BASF Is Latest PS Producer to Reduce Output

07 May 2001 00:00  [Source: ICB Americas]

BASF has become the latest polystyrene (PS) producer to cut its output in Europe after a decline in prices caused by weak demand. The company is reducing production for several weeks by around 20 percent in order to carry out "plant optimization work."

It has three PS plants in Europe--a 360,000-ton-per-year unit at Ludwigshafen, a 230,000-ton-per-year facility at Antwerp and a 50,000-ton-per-year plant at Tarragona, Spain.

Atofina has reduced output at its PS plants at Gonfreville, France, El Prat, Spain and Stalybridge, England by an average 30 percent because of poor margins caused by higher production costs and low selling prices.

While prices of other polymers have been rising recently, those for PS have been flat or continued to decline. Prices for both general purpose and high impact PS are 15 to 20 percent lower than they were six months ago, although they are around the same level as in the spring of 2000.

BASF has warned there could be shortages during its production cutbacks but says it can keep customers supplied from its own stocks.

"We feel that prices have now reached the bottom and will stabilize over the next few months," says a BASF spokesperson. "In the second half of the year they should start to rise again."

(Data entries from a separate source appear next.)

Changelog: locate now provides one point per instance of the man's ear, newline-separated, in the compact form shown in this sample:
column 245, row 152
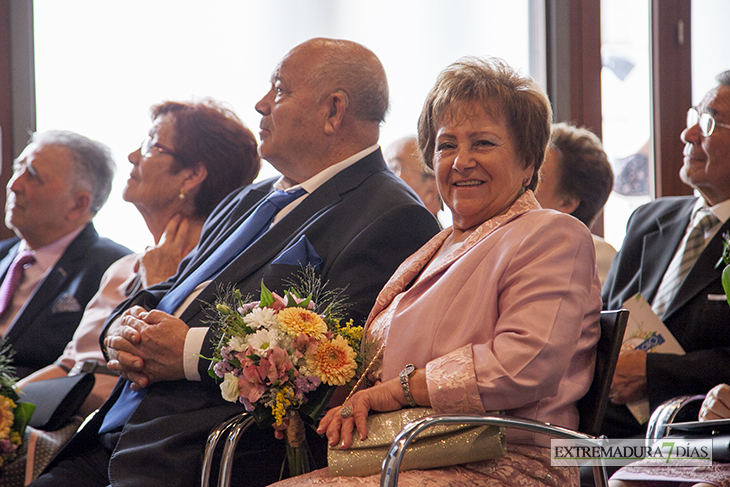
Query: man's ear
column 337, row 104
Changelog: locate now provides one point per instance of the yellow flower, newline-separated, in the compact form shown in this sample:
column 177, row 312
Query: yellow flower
column 295, row 321
column 353, row 334
column 283, row 400
column 333, row 362
column 6, row 416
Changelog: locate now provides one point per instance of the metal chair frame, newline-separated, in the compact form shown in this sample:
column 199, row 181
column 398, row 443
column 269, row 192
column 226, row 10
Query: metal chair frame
column 392, row 461
column 665, row 414
column 235, row 427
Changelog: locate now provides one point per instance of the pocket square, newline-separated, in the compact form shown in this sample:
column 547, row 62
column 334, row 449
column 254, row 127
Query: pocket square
column 66, row 303
column 302, row 253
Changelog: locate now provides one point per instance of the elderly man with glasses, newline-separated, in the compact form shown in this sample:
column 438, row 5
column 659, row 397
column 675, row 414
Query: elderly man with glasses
column 670, row 256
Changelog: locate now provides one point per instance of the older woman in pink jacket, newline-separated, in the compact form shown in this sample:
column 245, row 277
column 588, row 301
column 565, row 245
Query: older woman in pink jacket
column 499, row 312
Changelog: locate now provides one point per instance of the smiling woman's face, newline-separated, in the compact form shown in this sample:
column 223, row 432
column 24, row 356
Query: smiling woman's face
column 478, row 171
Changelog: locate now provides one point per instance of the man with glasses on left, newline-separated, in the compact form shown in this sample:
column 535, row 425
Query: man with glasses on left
column 670, row 255
column 50, row 271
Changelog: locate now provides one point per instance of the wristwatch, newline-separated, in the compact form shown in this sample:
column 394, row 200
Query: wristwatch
column 404, row 376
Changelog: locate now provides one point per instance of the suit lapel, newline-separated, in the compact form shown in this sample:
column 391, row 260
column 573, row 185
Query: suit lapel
column 659, row 248
column 249, row 201
column 49, row 288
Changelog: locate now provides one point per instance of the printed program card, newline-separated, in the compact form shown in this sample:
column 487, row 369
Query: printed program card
column 645, row 331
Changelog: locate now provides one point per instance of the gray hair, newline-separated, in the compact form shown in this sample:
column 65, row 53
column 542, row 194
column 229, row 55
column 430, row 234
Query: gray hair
column 355, row 70
column 93, row 167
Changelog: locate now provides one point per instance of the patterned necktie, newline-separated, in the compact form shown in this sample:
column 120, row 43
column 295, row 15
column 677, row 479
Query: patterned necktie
column 252, row 227
column 13, row 278
column 683, row 261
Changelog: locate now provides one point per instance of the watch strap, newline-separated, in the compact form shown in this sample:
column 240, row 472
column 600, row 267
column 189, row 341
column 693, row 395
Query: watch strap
column 405, row 384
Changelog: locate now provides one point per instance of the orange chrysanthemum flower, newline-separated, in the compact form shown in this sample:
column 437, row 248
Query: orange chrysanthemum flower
column 333, row 362
column 295, row 321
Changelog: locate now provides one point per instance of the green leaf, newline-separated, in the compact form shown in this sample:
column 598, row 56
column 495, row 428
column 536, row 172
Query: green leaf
column 726, row 282
column 267, row 298
column 23, row 412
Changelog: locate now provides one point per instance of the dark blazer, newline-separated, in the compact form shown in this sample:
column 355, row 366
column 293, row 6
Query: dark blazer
column 362, row 223
column 47, row 321
column 701, row 325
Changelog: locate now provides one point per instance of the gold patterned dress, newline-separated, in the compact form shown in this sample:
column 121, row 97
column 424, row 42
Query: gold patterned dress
column 508, row 321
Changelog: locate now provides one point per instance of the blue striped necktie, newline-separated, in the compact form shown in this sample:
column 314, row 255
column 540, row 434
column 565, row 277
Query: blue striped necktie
column 252, row 227
column 683, row 261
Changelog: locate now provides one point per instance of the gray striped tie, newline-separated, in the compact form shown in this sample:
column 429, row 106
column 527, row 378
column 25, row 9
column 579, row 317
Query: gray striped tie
column 683, row 261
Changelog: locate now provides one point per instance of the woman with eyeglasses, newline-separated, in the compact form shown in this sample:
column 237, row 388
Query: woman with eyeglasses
column 195, row 154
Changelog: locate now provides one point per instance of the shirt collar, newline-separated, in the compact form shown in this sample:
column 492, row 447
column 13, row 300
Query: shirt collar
column 47, row 256
column 311, row 184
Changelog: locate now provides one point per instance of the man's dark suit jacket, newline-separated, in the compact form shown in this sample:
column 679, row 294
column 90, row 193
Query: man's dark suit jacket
column 46, row 323
column 701, row 325
column 362, row 223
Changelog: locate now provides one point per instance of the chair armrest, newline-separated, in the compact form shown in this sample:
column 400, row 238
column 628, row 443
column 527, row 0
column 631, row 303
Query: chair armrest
column 665, row 414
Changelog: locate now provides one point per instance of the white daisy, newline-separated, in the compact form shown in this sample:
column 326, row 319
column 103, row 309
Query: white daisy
column 263, row 340
column 237, row 344
column 261, row 318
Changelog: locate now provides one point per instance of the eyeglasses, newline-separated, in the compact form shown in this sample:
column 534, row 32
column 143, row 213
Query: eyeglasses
column 147, row 147
column 706, row 122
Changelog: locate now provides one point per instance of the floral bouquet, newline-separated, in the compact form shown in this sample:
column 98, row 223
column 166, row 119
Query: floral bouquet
column 14, row 415
column 282, row 357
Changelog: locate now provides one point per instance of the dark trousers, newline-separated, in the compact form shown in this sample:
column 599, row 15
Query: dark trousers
column 89, row 470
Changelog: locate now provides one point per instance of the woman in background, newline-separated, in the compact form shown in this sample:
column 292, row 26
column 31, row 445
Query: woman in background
column 194, row 155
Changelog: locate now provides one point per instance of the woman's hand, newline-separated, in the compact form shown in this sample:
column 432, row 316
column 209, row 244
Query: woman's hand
column 386, row 396
column 160, row 262
column 716, row 404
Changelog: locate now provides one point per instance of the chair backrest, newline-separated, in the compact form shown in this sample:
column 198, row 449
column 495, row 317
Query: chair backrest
column 592, row 406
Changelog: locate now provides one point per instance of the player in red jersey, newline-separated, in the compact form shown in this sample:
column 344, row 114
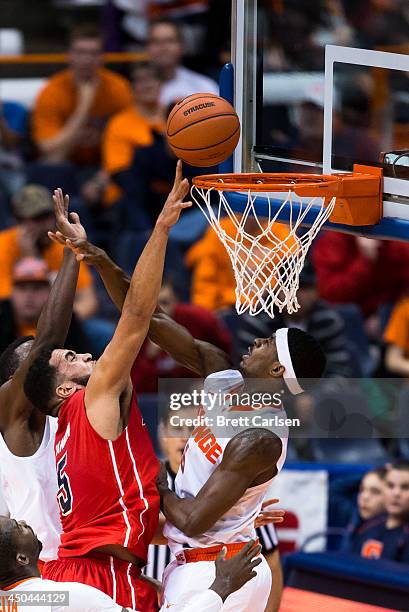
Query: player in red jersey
column 106, row 466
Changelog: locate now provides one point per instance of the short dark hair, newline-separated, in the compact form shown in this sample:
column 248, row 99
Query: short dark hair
column 83, row 31
column 40, row 382
column 307, row 356
column 9, row 359
column 165, row 21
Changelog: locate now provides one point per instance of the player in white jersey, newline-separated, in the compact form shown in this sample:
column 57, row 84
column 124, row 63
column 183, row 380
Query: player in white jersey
column 226, row 471
column 244, row 466
column 21, row 587
column 27, row 463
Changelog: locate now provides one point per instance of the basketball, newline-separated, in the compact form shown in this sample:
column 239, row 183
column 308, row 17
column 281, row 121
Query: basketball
column 203, row 129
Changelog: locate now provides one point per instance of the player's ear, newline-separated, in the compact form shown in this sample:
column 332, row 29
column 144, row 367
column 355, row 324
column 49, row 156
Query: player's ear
column 276, row 369
column 66, row 389
column 22, row 559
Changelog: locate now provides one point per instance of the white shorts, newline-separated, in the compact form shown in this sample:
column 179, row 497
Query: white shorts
column 182, row 581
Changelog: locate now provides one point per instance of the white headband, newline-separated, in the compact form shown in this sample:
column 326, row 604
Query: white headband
column 284, row 358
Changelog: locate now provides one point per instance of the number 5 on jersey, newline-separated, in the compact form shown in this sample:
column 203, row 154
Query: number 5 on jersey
column 64, row 495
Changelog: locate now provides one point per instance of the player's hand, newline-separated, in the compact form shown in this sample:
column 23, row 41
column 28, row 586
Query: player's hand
column 267, row 516
column 174, row 203
column 232, row 574
column 162, row 479
column 68, row 224
column 84, row 250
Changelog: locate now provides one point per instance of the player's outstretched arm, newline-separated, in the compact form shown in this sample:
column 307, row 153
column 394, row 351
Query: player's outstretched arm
column 249, row 457
column 196, row 355
column 53, row 323
column 110, row 377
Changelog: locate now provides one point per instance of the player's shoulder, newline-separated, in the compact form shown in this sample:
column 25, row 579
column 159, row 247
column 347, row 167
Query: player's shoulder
column 256, row 445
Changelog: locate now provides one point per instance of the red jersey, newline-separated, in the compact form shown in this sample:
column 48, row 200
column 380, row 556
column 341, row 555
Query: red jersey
column 107, row 489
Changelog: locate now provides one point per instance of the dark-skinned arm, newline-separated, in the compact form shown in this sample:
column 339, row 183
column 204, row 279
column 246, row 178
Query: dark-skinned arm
column 54, row 321
column 196, row 355
column 248, row 457
column 52, row 327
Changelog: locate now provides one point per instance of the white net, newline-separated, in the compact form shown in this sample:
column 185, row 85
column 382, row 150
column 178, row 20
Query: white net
column 266, row 255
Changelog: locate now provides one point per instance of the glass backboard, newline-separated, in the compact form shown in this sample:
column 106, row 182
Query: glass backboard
column 309, row 106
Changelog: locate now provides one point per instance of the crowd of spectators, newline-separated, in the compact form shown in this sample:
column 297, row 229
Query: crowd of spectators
column 99, row 134
column 375, row 512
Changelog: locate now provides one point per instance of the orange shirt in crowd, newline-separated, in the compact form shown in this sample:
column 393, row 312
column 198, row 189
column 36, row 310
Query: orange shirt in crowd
column 10, row 253
column 123, row 134
column 58, row 99
column 397, row 330
column 213, row 282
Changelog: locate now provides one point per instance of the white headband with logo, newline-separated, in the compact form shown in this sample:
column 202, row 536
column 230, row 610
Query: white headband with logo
column 284, row 358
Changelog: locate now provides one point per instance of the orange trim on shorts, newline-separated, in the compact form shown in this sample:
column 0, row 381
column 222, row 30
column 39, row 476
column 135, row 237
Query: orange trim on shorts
column 16, row 584
column 193, row 555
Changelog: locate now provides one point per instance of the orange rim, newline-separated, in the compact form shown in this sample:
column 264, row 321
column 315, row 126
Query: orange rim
column 308, row 184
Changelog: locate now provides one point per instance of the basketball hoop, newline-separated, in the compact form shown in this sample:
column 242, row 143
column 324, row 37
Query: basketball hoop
column 266, row 260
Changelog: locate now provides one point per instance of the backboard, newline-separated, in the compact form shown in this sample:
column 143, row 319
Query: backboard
column 306, row 106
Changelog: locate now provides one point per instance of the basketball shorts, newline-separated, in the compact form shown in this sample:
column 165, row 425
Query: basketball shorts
column 180, row 581
column 118, row 579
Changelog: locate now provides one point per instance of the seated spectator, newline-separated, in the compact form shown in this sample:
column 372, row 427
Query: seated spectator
column 213, row 282
column 314, row 316
column 387, row 536
column 34, row 211
column 71, row 111
column 396, row 337
column 133, row 127
column 165, row 50
column 31, row 283
column 13, row 129
column 367, row 272
column 153, row 363
column 370, row 500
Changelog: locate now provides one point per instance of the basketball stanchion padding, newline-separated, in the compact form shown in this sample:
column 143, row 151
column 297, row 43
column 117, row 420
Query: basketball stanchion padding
column 203, row 129
column 266, row 260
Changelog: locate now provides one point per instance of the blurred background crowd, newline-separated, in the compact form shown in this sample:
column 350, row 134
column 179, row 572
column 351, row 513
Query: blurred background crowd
column 95, row 127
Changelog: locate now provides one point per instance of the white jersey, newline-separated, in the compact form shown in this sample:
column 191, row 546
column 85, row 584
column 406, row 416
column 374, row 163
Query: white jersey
column 202, row 456
column 46, row 596
column 29, row 490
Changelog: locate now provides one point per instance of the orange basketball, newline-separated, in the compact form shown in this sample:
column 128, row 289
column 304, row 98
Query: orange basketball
column 203, row 129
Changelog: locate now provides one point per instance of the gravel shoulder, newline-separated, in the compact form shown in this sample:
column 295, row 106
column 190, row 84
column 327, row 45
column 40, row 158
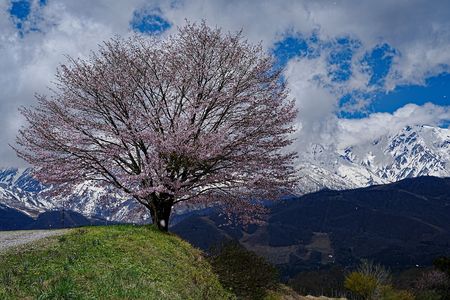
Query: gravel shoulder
column 9, row 239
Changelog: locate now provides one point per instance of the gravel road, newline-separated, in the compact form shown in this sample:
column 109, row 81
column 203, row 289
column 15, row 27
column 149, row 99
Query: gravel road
column 15, row 238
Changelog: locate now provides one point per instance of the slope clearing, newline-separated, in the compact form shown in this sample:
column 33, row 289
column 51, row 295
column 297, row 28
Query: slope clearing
column 114, row 262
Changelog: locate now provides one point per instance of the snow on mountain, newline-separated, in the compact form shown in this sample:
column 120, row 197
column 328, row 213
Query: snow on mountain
column 412, row 152
column 19, row 190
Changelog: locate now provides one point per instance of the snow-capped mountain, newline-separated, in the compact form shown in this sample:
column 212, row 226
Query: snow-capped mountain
column 412, row 152
column 19, row 190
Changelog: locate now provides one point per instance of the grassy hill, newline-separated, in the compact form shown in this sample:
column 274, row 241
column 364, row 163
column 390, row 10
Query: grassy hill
column 114, row 262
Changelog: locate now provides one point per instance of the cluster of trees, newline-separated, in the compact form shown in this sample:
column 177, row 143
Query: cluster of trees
column 373, row 281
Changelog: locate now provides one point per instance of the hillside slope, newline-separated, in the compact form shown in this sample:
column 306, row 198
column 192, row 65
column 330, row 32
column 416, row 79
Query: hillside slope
column 115, row 262
column 402, row 224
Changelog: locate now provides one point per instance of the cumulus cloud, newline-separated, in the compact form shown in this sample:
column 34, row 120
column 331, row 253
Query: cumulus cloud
column 355, row 131
column 418, row 30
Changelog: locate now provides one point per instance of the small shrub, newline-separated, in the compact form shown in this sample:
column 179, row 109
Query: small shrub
column 362, row 285
column 246, row 274
column 442, row 264
column 387, row 292
column 428, row 295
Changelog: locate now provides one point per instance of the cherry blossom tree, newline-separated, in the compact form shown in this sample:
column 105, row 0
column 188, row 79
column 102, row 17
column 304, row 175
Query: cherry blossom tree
column 199, row 117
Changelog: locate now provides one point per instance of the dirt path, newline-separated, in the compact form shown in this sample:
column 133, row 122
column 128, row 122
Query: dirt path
column 10, row 239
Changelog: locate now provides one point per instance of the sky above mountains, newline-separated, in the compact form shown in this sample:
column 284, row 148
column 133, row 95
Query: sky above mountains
column 357, row 69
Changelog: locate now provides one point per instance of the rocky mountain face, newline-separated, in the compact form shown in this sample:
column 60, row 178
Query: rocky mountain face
column 412, row 152
column 20, row 191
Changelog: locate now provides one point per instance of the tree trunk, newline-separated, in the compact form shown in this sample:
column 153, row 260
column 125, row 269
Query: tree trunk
column 160, row 211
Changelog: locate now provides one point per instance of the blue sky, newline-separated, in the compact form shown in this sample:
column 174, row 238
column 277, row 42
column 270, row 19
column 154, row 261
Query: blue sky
column 342, row 59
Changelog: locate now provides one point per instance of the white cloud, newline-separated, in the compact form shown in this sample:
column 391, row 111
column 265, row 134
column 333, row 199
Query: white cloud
column 419, row 30
column 355, row 131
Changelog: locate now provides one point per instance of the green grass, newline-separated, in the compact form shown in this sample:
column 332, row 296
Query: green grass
column 114, row 262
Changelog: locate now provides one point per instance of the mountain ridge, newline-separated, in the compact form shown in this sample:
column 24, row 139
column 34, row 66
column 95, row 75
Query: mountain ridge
column 413, row 151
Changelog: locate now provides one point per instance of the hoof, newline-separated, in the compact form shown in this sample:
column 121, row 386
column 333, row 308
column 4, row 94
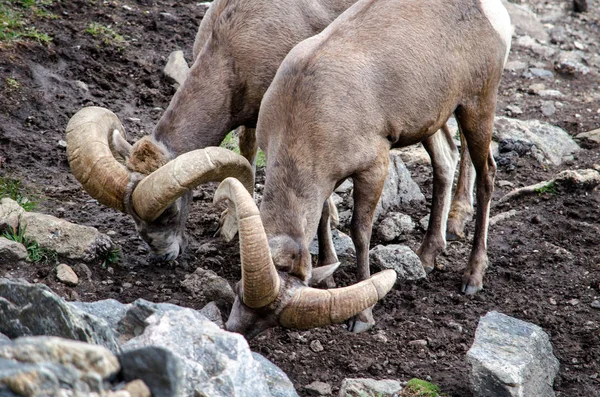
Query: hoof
column 471, row 285
column 451, row 236
column 361, row 322
column 428, row 269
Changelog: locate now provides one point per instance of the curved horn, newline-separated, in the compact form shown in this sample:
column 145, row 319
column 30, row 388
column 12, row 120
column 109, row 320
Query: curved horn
column 311, row 307
column 165, row 185
column 89, row 133
column 260, row 279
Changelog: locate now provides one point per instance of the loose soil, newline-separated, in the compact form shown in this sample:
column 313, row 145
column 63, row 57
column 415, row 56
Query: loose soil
column 544, row 261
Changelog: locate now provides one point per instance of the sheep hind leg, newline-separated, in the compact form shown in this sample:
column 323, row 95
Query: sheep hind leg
column 368, row 186
column 461, row 210
column 444, row 156
column 477, row 125
column 228, row 226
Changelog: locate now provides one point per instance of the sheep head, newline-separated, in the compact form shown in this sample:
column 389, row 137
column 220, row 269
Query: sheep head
column 144, row 180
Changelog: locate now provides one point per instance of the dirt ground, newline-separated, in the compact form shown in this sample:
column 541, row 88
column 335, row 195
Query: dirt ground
column 544, row 262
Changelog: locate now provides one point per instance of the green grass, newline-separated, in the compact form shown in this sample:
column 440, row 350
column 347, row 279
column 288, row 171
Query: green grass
column 35, row 253
column 12, row 84
column 16, row 21
column 111, row 257
column 549, row 188
column 106, row 34
column 231, row 142
column 420, row 388
column 12, row 189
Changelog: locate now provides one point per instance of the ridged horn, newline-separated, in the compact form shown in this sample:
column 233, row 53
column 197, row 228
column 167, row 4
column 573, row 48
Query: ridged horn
column 311, row 307
column 260, row 279
column 161, row 188
column 89, row 133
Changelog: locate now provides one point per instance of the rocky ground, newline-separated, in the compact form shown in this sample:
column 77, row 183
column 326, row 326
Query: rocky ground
column 544, row 260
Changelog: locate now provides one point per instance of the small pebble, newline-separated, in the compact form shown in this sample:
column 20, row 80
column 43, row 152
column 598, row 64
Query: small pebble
column 316, row 346
column 573, row 302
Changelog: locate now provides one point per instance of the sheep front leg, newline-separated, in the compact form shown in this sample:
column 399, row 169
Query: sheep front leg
column 368, row 186
column 444, row 156
column 462, row 203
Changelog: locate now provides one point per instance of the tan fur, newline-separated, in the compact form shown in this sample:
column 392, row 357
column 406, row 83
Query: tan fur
column 146, row 156
column 384, row 74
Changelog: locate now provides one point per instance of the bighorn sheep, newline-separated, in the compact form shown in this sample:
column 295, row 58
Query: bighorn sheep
column 237, row 51
column 384, row 74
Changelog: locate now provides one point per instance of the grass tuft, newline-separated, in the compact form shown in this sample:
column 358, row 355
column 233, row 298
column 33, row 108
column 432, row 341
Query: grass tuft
column 12, row 189
column 420, row 388
column 106, row 34
column 35, row 253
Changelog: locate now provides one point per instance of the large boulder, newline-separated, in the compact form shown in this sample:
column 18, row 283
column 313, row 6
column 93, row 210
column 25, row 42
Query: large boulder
column 65, row 238
column 364, row 387
column 511, row 357
column 400, row 258
column 399, row 188
column 215, row 362
column 51, row 366
column 553, row 144
column 21, row 304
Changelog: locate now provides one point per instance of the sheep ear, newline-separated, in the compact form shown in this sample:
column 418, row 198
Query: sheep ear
column 120, row 147
column 321, row 273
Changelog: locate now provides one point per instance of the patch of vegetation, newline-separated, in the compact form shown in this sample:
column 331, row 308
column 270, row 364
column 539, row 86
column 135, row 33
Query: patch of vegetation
column 420, row 388
column 106, row 34
column 16, row 21
column 12, row 84
column 549, row 188
column 231, row 142
column 35, row 253
column 12, row 189
column 111, row 257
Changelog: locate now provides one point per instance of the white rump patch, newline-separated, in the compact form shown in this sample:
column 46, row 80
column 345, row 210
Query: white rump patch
column 496, row 13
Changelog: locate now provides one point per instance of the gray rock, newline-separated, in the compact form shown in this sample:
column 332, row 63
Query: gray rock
column 45, row 366
column 400, row 258
column 66, row 275
column 10, row 213
column 399, row 188
column 11, row 251
column 571, row 63
column 543, row 73
column 159, row 368
column 213, row 313
column 110, row 310
column 279, row 384
column 514, row 109
column 548, row 108
column 177, row 68
column 553, row 143
column 207, row 286
column 515, row 65
column 343, row 245
column 362, row 387
column 318, row 388
column 510, row 357
column 593, row 135
column 395, row 225
column 529, row 42
column 21, row 304
column 502, row 217
column 526, row 21
column 215, row 363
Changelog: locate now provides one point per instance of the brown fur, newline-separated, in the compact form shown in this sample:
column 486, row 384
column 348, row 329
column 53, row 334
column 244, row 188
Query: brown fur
column 384, row 74
column 146, row 156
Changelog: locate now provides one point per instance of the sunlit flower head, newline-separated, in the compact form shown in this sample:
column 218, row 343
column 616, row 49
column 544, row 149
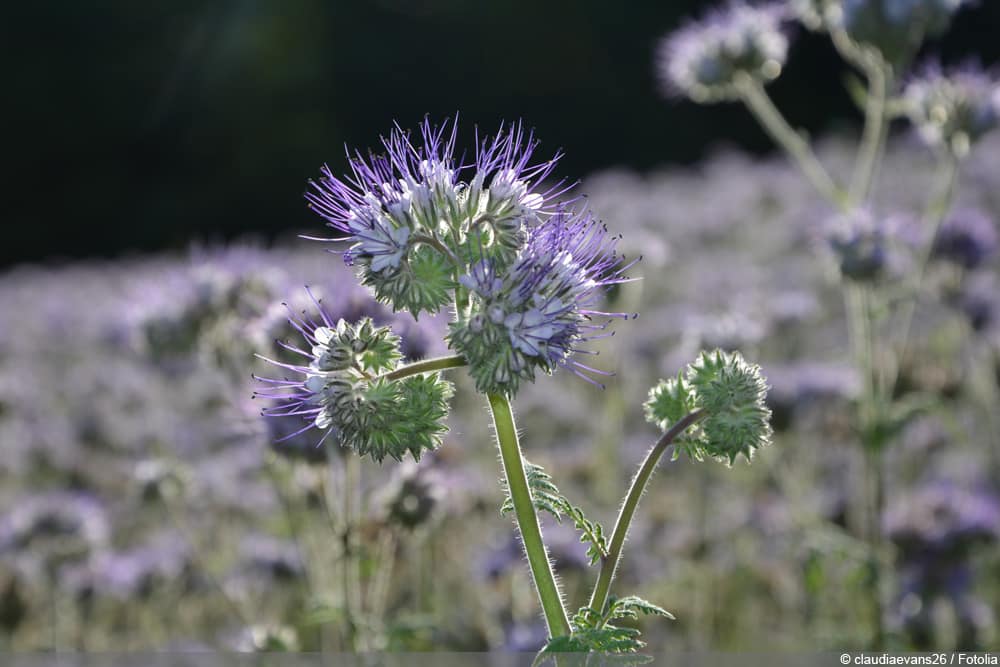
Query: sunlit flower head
column 709, row 60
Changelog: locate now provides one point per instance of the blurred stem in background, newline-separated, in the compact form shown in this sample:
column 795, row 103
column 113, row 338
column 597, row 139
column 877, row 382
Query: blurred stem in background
column 609, row 563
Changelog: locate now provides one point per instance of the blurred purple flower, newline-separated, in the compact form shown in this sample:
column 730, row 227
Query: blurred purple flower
column 968, row 238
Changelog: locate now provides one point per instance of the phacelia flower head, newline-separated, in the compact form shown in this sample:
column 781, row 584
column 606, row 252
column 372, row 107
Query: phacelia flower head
column 812, row 13
column 953, row 109
column 343, row 387
column 709, row 60
column 859, row 241
column 967, row 238
column 536, row 313
column 413, row 214
column 895, row 27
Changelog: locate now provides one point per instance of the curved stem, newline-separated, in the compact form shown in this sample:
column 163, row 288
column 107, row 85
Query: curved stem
column 783, row 134
column 609, row 563
column 527, row 519
column 426, row 366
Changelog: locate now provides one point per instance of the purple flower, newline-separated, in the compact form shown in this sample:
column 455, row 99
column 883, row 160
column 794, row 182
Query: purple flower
column 968, row 237
column 65, row 524
column 952, row 109
column 263, row 555
column 942, row 520
column 536, row 313
column 707, row 60
column 412, row 213
column 895, row 27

Atofina is also expecting a recovery in prices within the next two months. "We will continue with the reduction in output until the end of May," says an Atofina official. "A return to normal production will then depend on the outlook for prices. But we hope to be able to announce a price increase at the end of the second quarter."

However, analysts say that since worldwide PS demand is relatively weak, European prices are unlikely to increase for several months.

"The producers are being optimistic about prospects for price increases," says John Bonarius, a consultant at CMAI Europe, London. "There is a lot of overproduction, so converters have been destocking since last September, knowing that every time they want to buy they will get lower prices."